It’s been a few years since we heard anything about the planned big-screen adaptation of legendarily terrifying kid’s book series Scary Stories to Tell in the Dark. Since then, the project’s biggest champion, Guillermo del Toro, won a couple of Oscars—which no doubt helped it get a big push forward.
Before you get too excited, del Toro isn’t going to direct this one; he’ll co-produce and also co-wrote the adaptation of Alvin Schwartz’s cult-beloved book series. But you should still get pretty damn excited because the director is André Øvredal, who made 2010's mock-doc Trollhunter (not to be confused with del Toro’s Trollhunters Netflix series) as well as 2016's very well-received horror entry The Autopsy of Jane Doe.
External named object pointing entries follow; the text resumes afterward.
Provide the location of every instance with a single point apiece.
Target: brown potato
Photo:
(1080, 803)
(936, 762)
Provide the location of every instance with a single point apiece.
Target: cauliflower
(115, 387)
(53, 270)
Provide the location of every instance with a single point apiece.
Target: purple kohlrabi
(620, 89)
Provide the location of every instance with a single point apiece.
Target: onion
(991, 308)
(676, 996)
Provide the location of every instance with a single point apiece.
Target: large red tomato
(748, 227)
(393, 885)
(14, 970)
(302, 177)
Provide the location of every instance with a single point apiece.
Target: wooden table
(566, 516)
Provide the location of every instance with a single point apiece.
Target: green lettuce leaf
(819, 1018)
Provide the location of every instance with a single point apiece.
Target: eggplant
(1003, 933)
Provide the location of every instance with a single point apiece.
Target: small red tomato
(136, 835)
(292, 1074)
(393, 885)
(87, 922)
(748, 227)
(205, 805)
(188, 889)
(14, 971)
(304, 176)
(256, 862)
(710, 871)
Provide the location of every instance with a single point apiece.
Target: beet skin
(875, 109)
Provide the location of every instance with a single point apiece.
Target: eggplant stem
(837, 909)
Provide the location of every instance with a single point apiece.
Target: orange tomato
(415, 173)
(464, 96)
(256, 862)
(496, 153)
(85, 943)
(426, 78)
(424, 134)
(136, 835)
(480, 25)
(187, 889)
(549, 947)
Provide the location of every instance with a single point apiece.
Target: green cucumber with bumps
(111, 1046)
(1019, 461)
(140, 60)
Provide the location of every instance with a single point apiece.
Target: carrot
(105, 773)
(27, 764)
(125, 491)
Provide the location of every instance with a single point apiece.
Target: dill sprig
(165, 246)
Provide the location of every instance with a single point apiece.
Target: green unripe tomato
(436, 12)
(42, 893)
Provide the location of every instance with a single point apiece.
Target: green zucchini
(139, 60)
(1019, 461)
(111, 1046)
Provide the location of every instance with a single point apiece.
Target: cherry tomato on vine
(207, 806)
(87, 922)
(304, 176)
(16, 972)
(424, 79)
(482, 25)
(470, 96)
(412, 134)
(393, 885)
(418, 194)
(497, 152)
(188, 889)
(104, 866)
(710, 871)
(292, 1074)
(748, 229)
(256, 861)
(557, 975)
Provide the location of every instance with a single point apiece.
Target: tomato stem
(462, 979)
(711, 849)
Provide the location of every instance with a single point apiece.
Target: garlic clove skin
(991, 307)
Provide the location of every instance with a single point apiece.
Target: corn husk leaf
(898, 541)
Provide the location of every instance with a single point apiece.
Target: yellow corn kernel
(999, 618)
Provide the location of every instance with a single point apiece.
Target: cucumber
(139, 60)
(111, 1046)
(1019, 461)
It sounds like a great match between producer and director, not to mention source material, which could follow in the blockbuster success of It with its tale of a group of young friends facing macabre, supernatural forces. Schwartz’s YA books, which came out between 1981-1991 and drew inspiration from folklore, urban legends, and classic ghost stories, are revered not just for their prose but for their freaky, bone-chilling Stephen Gammell illustrations (accept no substitutes from any later editions).
Considering del Toro owns several of Gammell’s original drawings, it seems likely that the images that’ve been burning themselves into the minds of young readers for decades now will influence the movie’s imagery, too. Scary Stories to Tell in the Dark is set to begin filming this summer.